It was after my freshman year in college and he pulled strings for me to work on the street crew for the City of Edina. As summer jobs go, I thought it was going to be good. I got to work outside, make decent money and the day was over early.
I had a variety of jobs before that…I delivered newspapers on my bike. I had a thriving lawn mowing business. I shoveled snow which there is a lot of in Minnesota.
Working on the street crew, however, was an experience that shaped a lot of views I have on a lot of things. Probably the greatest lesson I learned, though, was to never have your Dad get you a job.
The day for the street crew started at 7 AM when we got our assignment for the day…which for me was always filling potholes…straightforward enough.
Then I would drive with my colleague, we’ll call him Ray, to the city works plant to load asphalt in our truck. Usually, we’d be waiting in line where nobody was in a rush to do anything.
Once we loaded up our truck with the asphalt, we’d go get a leisurely breakfast somewhere (often it was White Castle hamburgers to offset Ray’s previous evening’s liquor consumption).
After breakfast, we’d head off to the location where we were supposed to get to work. Most days when we got to the address of our assignment, my colleague who had worked for the City of Edina for 22 years at that point (previously he’d been in jail), would look for a place where he could park the truck and take a nap. My job was to play lookout for the supervisor and wake up Ray if he showed up.

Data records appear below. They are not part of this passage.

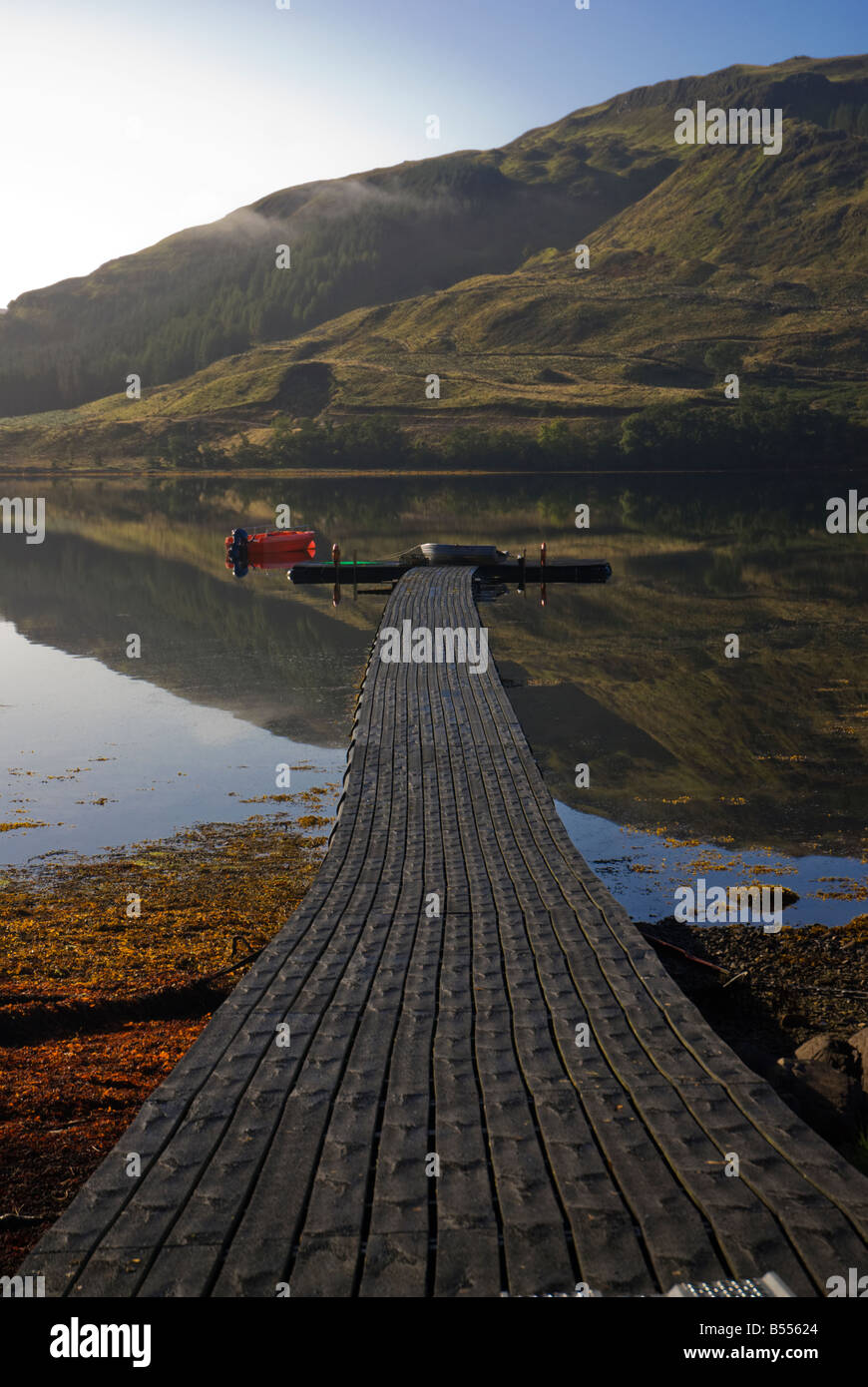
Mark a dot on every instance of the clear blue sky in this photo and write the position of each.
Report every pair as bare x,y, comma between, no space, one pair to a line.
124,124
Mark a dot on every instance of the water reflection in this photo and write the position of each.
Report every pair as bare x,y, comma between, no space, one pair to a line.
765,750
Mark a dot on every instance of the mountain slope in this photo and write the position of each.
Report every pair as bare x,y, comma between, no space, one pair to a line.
397,233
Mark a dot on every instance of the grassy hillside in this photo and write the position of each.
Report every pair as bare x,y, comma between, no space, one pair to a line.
703,259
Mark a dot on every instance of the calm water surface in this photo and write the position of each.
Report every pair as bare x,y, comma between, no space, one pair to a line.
733,770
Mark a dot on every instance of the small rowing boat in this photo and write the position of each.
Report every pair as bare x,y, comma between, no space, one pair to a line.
267,550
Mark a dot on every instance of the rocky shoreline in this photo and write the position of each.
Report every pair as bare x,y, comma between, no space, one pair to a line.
795,1009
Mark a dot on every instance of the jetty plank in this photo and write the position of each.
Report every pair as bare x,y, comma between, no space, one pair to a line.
433,1127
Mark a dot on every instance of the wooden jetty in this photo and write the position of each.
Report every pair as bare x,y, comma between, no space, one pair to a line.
398,1102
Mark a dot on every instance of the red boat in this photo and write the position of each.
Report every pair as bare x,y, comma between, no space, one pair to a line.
267,550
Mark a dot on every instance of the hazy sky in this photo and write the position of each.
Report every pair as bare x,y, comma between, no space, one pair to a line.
122,124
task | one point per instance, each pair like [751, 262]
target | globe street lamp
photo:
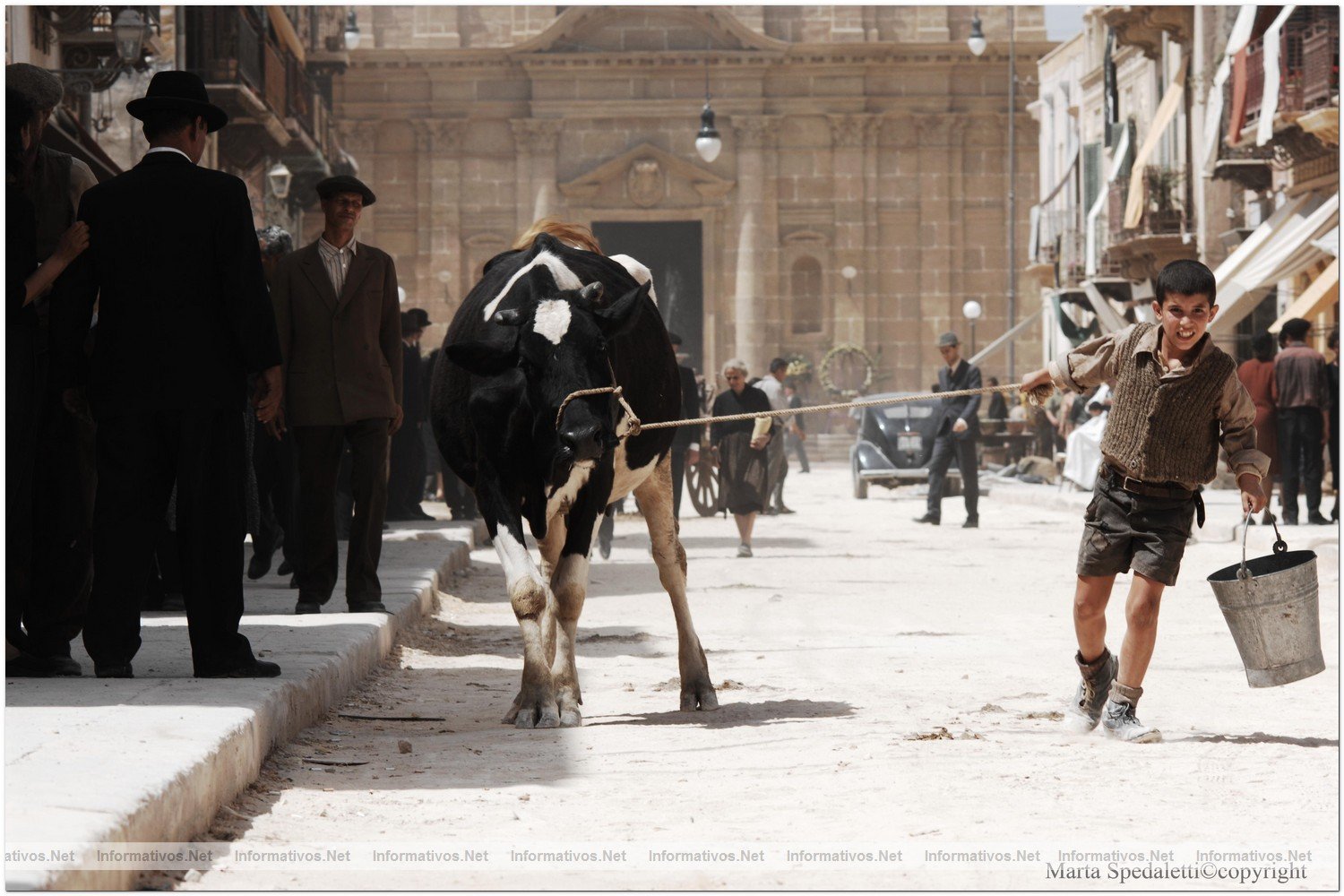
[972, 311]
[978, 46]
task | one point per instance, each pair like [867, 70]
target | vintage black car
[894, 444]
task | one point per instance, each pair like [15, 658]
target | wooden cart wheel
[702, 482]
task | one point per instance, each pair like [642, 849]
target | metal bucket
[1271, 605]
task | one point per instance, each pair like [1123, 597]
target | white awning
[1314, 298]
[1137, 177]
[1281, 255]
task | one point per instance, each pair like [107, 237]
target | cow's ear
[623, 314]
[484, 359]
[593, 295]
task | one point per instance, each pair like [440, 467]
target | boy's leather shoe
[1097, 677]
[1118, 718]
[250, 669]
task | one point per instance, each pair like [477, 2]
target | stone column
[757, 238]
[538, 195]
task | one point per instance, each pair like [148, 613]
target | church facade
[859, 198]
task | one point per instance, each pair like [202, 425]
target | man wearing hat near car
[956, 432]
[340, 332]
[183, 319]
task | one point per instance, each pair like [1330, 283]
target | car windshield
[908, 411]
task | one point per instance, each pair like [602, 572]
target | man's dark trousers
[945, 449]
[1301, 450]
[319, 461]
[140, 455]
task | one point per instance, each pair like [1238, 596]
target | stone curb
[182, 807]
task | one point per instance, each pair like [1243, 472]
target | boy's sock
[1118, 718]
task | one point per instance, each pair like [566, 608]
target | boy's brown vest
[1166, 432]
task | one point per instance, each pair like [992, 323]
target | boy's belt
[1147, 489]
[1155, 489]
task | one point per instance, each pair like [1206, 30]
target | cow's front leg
[535, 704]
[655, 495]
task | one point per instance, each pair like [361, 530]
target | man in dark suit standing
[183, 319]
[954, 435]
[340, 332]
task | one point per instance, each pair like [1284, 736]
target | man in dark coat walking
[954, 435]
[183, 317]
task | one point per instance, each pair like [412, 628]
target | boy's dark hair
[1187, 279]
[1262, 347]
[1296, 330]
[169, 121]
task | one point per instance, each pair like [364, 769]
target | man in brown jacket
[340, 332]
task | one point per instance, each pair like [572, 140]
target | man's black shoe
[260, 564]
[30, 667]
[250, 669]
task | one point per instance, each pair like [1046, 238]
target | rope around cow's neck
[1037, 397]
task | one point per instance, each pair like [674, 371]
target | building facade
[860, 194]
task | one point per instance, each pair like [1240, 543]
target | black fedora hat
[179, 91]
[344, 185]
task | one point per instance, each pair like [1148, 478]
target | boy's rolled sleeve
[1089, 365]
[1236, 416]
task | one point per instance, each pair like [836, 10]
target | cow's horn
[593, 293]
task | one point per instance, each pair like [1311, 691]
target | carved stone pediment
[617, 30]
[647, 177]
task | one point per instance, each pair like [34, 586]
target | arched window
[806, 290]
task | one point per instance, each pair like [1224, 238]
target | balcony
[1159, 238]
[1308, 70]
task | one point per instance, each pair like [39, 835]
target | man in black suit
[685, 441]
[183, 319]
[954, 435]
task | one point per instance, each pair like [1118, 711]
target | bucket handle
[1279, 544]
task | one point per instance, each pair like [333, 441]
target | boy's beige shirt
[1097, 362]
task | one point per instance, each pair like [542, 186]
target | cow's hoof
[699, 694]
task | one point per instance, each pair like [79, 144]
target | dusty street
[884, 686]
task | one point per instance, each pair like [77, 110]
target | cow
[543, 323]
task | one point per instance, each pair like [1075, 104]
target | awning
[1317, 297]
[1284, 254]
[1166, 112]
[285, 31]
[1214, 101]
[1269, 99]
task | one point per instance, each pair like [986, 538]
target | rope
[1038, 398]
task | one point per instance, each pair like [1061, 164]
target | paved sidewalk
[153, 758]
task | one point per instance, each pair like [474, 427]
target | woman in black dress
[741, 446]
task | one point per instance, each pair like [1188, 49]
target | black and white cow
[540, 324]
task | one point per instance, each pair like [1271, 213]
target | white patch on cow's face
[639, 271]
[564, 279]
[562, 497]
[553, 320]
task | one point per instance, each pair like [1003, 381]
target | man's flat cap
[344, 185]
[38, 86]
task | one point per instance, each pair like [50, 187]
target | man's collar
[323, 244]
[153, 150]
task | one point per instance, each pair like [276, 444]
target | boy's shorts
[1123, 530]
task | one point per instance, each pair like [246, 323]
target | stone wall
[852, 136]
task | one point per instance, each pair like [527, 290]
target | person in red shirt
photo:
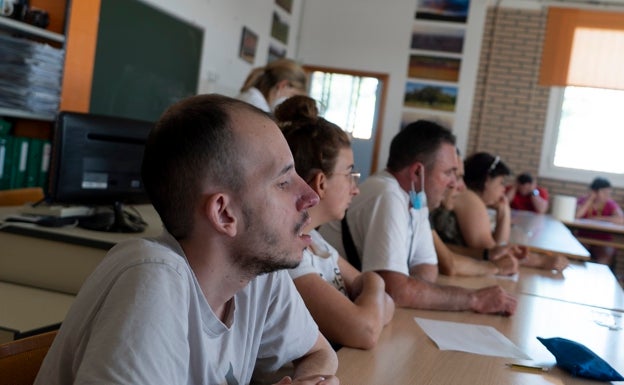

While some might look at filling potholes with hot asphalt in the heat of the summer as hard work, I guarantee you it was a lot harder and more stressful to be playing “cat and mouse” with the supervisor all day and doing as little work as we could get away with.
It was an awful job.
Imagine doing that for 22 years. Or even two years. Two months almost killed me.
The sad reality is that nearly 80% of employees either hate their job or are indifferent to it. Given the amount of time people spend working, this obviously isn’t a formula to have a happy life.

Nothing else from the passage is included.